Операция под кодовым названием сеновал

Владимир Игнатьевич Черданцев
      Неукоснительно следуя своей многолетней привычке, каждый день заглядывать в самодельный почтовый ящик, что к воротчикам ограды был прибит, Павел Петрович на сей раз в нём газет и журналов не обнаружил. Хотел, уж было, назад возвращаться, как вдруг его уши старческие услышали звуки непонятные с внешней стороны забора. Сразу и не разобрать никак, то ли всхлипывания это, а может и хрюканье поросячье. Ведь в лопухах, обильно разросшихся вдоль забора, не разглядишь, или там свинья с поросятками своими от жары прячется, а может, какого бедолагу  силенки покинули, идти далее не может, прилег отдохнуть. Бывали, чего там греха таить, и такие недоразумения.

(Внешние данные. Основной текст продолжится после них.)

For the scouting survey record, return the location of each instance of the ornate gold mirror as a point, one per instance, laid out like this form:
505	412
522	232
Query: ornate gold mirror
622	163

     Просунув голову за штакетник, на этот раз Павел Петрович ни свиней, ни лежащего в лопухах мужика, не обнаружил. Зато чуть поодаль, за лопухами, увидел, сидящего на скамеечке, своего годка, соседа, Сидора Трофимовича. Сидит сосед, глаза закрыты, раскачивается из стороны в сторону, и разговор ведет сам с собой. Даже не разговор! Жалобный монолог, подвыпившего старичка, который собрал в одну кучу все свои обиды на весь белый свет.

    - Ведь я же тебе, Ваньша, как талдычил! Посюда езжай, а ты лохмы свои распустил и потуда попёрся. А уже ведь потёмки на дворе. Здоровенный амбал вымахал, а умишка – всего то, на грош ломаный. Вот и пришлось побулькаться полночи в речке, чтобы кое-как тележонку с конем на берег вытащить. Одним словом, вертоголовый ты ишшо парень, ох, и вертоголовый. Мы в молодости совсем не такими были. А вся беда от этой, прости господи, шалавы Нюрки. Это мыслимое ли дело, так умудриться втюриться в эту бесстыдницу. А у той только и одно на уме, как бы кого половчее обмишурить, да постыдными делами своими заняться.

     Не стал прерывать Павел Петрович соседа своего. Облокотился на забор, слушает, что дальше скажет Сидор. Почитай, всю жизнь рядом прожили эти два деревенских старика. Вместе четырехлетку деревенскую кончили, в колхозе парнями вкалывали денно и нощно, за палочки вместо трудодней. Весной вспахивали на лошадях местные косогоры, зимой сено возили на ферму коровам. Женились в один год, а война пришла, в один день ушли на фронт. Повезло мужикам, почти в одно время в деревню родную вернулись. Снова в колхоз, потом в совхоз, что из колхоза придумали изладить, и вот  подкатило времечко, когда и жизнь твоя уже на излёте. Подкатилось, не запылилось. А вроде и не жили вовсе, не успели насладиться всласть ею. Всё некогда было. Эх, время, времечко досталось мужикам, совсем уж не сладкое.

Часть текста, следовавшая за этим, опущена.